Il a salué l'entrée en vigueur, en janvier dernier, du traité sur l'interdiction des armes nucléaires. «Le Saint-Siège espère fermement que cela stimulera également les progrès dans la mise en œuvre du Traité sur la non-prolifération des armes nucléaires (Tnp), dont la conférence de révision est prévue en janvier prochain», a précisé le cardinal Parolin.

Des «nouveaux droits» qui alimentent une crise anthropologique

Dans son message vidéo aux Nations unies, le cardinal a aligné les drames de nos sociétés, résultats d'une «crise anthropologique», d'une «crise des relations humaines» comme l'a souligné le Pape à plusieurs reprises. Le droit humanitaire n’est pas suffisamment appliqué, et de nombreux migrants se noient en mer, dans l’indifférence des États. «Il y a des persécutions à cause de la foi, les personnes fragiles comme les personnes âgées et les enfants sont écartées, la famille est menacée», s’est attristé le cardinal.

«Cela se voit également dans les nouvelles interprétations des droits de l'homme. Dans de nombreux cas, les "nouveaux droits" non seulement contredisent les valeurs qu'ils sont censés défendre, mais sont imposés malgré l'absence de consensus international», a-t-il averti.

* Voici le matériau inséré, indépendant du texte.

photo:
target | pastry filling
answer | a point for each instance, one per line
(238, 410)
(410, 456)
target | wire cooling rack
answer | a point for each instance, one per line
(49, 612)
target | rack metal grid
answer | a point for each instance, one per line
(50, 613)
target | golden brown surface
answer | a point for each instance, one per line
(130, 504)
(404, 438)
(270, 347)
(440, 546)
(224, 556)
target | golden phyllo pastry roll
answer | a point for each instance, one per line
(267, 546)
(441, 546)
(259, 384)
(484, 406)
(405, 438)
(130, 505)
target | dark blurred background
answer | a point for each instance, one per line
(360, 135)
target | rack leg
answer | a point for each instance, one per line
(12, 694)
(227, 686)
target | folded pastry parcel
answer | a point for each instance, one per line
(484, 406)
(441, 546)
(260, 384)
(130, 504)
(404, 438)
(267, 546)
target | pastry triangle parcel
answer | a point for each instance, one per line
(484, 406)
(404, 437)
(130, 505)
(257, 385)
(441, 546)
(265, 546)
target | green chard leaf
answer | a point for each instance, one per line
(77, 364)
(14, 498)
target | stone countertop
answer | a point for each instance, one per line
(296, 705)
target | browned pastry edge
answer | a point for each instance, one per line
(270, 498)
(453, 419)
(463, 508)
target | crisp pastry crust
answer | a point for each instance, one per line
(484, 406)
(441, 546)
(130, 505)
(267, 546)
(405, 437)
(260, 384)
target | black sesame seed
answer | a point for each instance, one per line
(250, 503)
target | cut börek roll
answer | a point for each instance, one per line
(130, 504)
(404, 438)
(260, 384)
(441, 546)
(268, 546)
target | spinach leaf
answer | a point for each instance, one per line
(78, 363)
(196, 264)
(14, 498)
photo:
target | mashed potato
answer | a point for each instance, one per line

Pour le Saint-Siège, les droits de l'homme sont privés de leur dimension universelle et «les nouvelles interprétations partielles deviennent malheureusement le point de référence idéologique d'un faux "progrès"", générant polarisations et divisions. Ces tentatives entraînent en fait une confusion, détournent de l'application des conventions relatives aux droits de l'homme» et nuisent à la promotion et à la protection des droits de l'homme fondamentaux tels que «le droit à la vie, la liberté de pensée, de conscience et de religion, et la liberté d'opinion et d'expression», a regretté le cardinal.

Devenir des artisans de la paix

Les Nations unies, qui doivent être revitalisées dans leur mandat et ne pas être un instrument des puissants, mais une institution au service de tous. Face à cette responsabilité, le cardinal Parolin a livré une lecture très critique de la paralysie récurrente de certaines instances onusiennes d’une importance fondamentale, comme le Conseil de Sécurité. «Le Saint-Siège voit avec inquiétude la poussée de certains à briser la division utile du travail entre les comités, les commissions, les réunions et les processus, les transformant tous en organes qui se concentrent sur un nombre limité de questions controversées», a-t-il expliqué.

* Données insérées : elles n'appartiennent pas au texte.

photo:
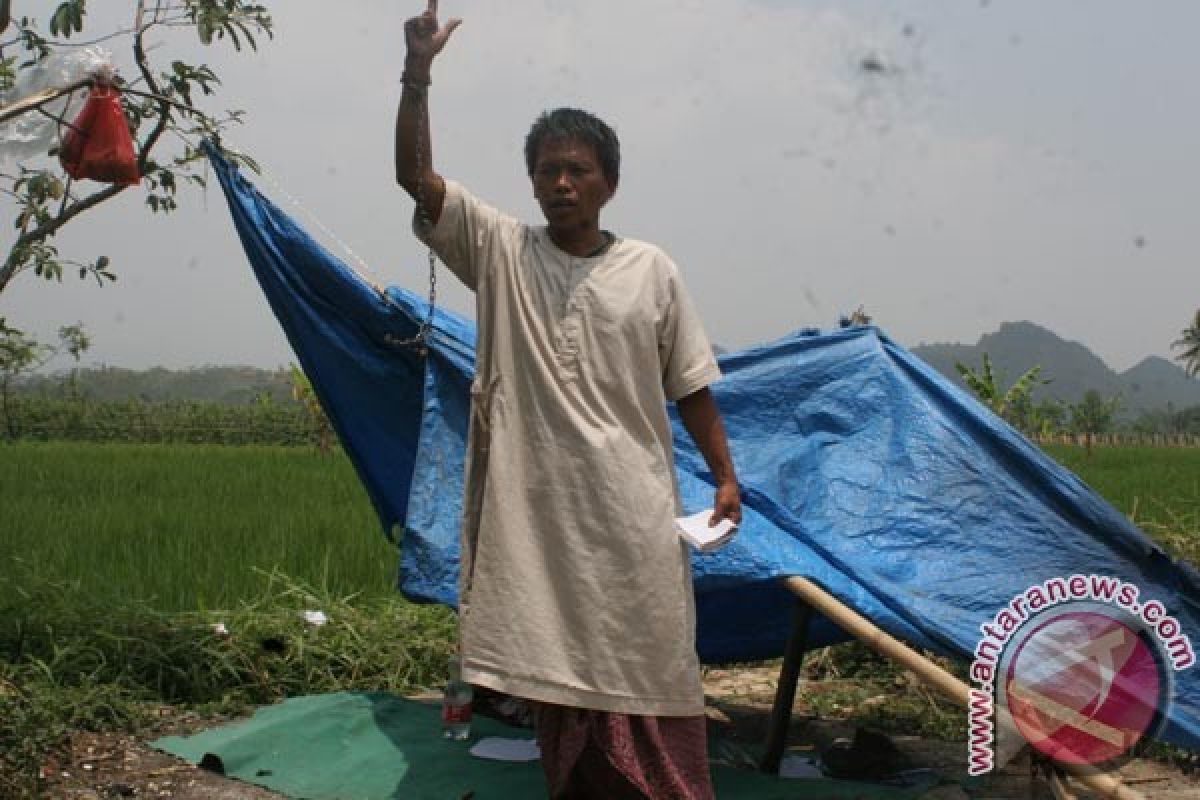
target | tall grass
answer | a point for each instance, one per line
(186, 527)
(117, 561)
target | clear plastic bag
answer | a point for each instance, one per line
(33, 134)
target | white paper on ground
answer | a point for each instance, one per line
(694, 529)
(507, 750)
(799, 767)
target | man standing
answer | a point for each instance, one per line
(575, 591)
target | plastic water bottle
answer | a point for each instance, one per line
(456, 704)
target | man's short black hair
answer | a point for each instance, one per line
(582, 126)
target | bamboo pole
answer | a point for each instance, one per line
(958, 691)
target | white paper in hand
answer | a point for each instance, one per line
(694, 529)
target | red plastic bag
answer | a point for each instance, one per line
(99, 143)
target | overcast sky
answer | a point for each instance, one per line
(948, 166)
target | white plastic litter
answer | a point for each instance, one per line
(315, 618)
(507, 750)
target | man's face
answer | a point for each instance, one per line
(569, 184)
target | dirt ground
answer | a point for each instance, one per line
(114, 765)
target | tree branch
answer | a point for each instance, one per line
(43, 232)
(37, 100)
(139, 56)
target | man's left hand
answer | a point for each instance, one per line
(726, 505)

En conclusion de son discours, le cardinal Parolin a souligné qu'il existe «de nombreux signes d'espérance, même dans nos sociétés fatiguées». «Être des bâtisseurs de paix, c'est trouver ces graines et ces pousses de fraternité», a-til souligné, invitant notamment à ne pas se détourner de la souffrance des migrants et des réfugiés.

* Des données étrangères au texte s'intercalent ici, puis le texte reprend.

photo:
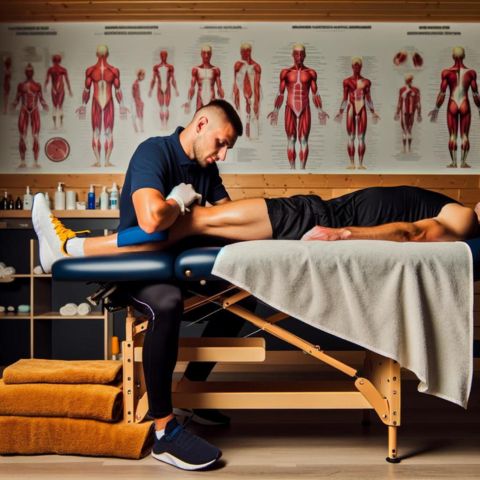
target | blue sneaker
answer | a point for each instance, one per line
(183, 449)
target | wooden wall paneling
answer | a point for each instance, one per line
(246, 10)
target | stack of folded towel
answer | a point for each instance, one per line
(67, 407)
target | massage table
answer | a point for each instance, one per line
(377, 386)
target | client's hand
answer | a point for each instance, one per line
(327, 234)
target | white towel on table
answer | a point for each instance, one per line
(412, 302)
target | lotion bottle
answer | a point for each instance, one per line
(27, 200)
(104, 199)
(91, 198)
(59, 197)
(114, 197)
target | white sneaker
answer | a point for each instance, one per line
(52, 234)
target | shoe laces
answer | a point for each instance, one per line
(63, 232)
(182, 437)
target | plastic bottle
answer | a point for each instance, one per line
(104, 199)
(114, 197)
(91, 198)
(27, 200)
(60, 197)
(47, 199)
(4, 202)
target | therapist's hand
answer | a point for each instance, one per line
(327, 234)
(184, 194)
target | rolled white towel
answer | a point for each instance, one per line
(68, 310)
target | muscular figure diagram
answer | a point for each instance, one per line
(59, 76)
(163, 75)
(137, 118)
(356, 99)
(29, 94)
(458, 79)
(408, 105)
(206, 76)
(7, 77)
(246, 82)
(103, 77)
(298, 80)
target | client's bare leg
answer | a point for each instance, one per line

«Travaillons ensemble pour leur donner l'avenir, pour qu'ils s'épanouissent dans la paix». «La paix n'a pas besoin de gagnants ou de perdants, mais plutôt de frères et de sœurs qui, malgré tous les malentendus et les blessures du passé, passent du conflit à l'unité», a-t-il martelé en reprenant les mots du Pape François en Irak, lors de son voyage apostolique de mars dernier.